South Side neighbors also have taken the city to task for poor communication in launching shelters, including in Woodlawn and South Shore. The issue has exposed tensions among residents frustrated that the city has long ignored their demands for better resources in predominately Black neighborhoods.
“There needs to be more transparency, more town hall-type discussions. Just because someone isn’t being a ‘squeaky wheel’ that doesn’t mean you don’t do the work to figure out what’s going on. There are far too many other places that don’t affect the youth or the programming that could be utilized,” said Morgan.
Morgan, Williams and Robinson say that despite the facility being underfunded for years, the field house has been a safe space and community hub for current and former public housing residents nearby.
“Our kids get the lesser end of the stick. The basketball court over there? Some guys raised money to put in the court so that the other teenage boys could go play,” Robinson said. “We shouldn’t have to raise money or find resources. We should already be resourced, you know? But we still have to fight or raise money for our communities when other communities don’t have any problems with money coming in.”

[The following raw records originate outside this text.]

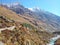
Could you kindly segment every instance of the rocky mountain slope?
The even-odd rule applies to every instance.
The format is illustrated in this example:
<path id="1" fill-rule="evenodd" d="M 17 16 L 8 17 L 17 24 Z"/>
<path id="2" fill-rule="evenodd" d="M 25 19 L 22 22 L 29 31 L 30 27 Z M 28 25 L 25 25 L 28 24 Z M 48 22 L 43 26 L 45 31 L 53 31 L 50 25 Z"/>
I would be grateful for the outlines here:
<path id="1" fill-rule="evenodd" d="M 42 11 L 37 8 L 33 9 L 34 11 L 31 11 L 20 4 L 12 4 L 8 8 L 38 28 L 43 27 L 48 32 L 55 32 L 60 30 L 60 17 L 52 13 Z"/>
<path id="2" fill-rule="evenodd" d="M 53 35 L 43 27 L 37 29 L 34 24 L 36 19 L 31 19 L 0 6 L 0 30 L 3 29 L 0 32 L 0 41 L 4 45 L 46 45 Z"/>

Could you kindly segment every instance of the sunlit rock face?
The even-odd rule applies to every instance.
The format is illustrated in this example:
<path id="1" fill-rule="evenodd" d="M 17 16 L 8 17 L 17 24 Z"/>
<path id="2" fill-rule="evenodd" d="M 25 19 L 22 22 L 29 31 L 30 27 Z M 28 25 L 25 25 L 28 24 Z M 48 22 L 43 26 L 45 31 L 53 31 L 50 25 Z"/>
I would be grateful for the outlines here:
<path id="1" fill-rule="evenodd" d="M 54 45 L 60 45 L 60 38 L 58 40 L 56 40 Z"/>

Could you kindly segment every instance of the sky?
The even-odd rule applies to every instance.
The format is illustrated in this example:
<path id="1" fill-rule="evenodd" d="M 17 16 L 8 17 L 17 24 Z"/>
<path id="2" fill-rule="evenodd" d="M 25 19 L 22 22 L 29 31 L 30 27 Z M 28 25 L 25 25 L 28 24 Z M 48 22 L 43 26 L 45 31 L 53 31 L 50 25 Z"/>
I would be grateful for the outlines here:
<path id="1" fill-rule="evenodd" d="M 42 10 L 60 16 L 60 0 L 0 0 L 0 3 L 4 4 L 20 3 L 26 8 L 38 7 Z"/>

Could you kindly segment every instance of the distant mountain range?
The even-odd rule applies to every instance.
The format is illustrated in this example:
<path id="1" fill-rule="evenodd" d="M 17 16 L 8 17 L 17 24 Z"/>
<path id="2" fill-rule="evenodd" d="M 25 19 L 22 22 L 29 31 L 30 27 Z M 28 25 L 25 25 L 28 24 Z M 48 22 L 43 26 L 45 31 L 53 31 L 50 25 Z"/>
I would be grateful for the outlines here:
<path id="1" fill-rule="evenodd" d="M 48 32 L 60 31 L 60 17 L 56 16 L 53 13 L 43 11 L 38 8 L 29 9 L 25 8 L 23 5 L 12 4 L 12 5 L 2 5 L 14 12 L 16 12 L 19 16 L 28 20 L 32 24 L 34 24 L 37 28 L 43 28 Z"/>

Williams said the city should find a way to help migrants while not adversely impacting neighbors.
“We want to help, and we can’t imagine what these people are going through, leaving everything they know to travel here,” Williams said. “But we’re already stretched in terms of resources, especially for Black children. And the field house isn’t even a good site. We can do better than that.”
City officials have opened 10 new shelters since Mayor Brandon Johnson took office in May, and many migrants are on a “pathway to independent living,” he said in an interview with Block Club on Friday. There are 6,416 new arrivals in shelters, 1,854 of them minors as of Friday, May said.
The mayor declined to say when the city might have a plan for moving people out of police stations. About 891 people in police stations and 114 in O’Hare Airport are still waiting to be placed in shelters, May said.
“I’m still very much committed to removing people from police stations and putting them into more sustainable, suitable shelters,” Johnson said Friday.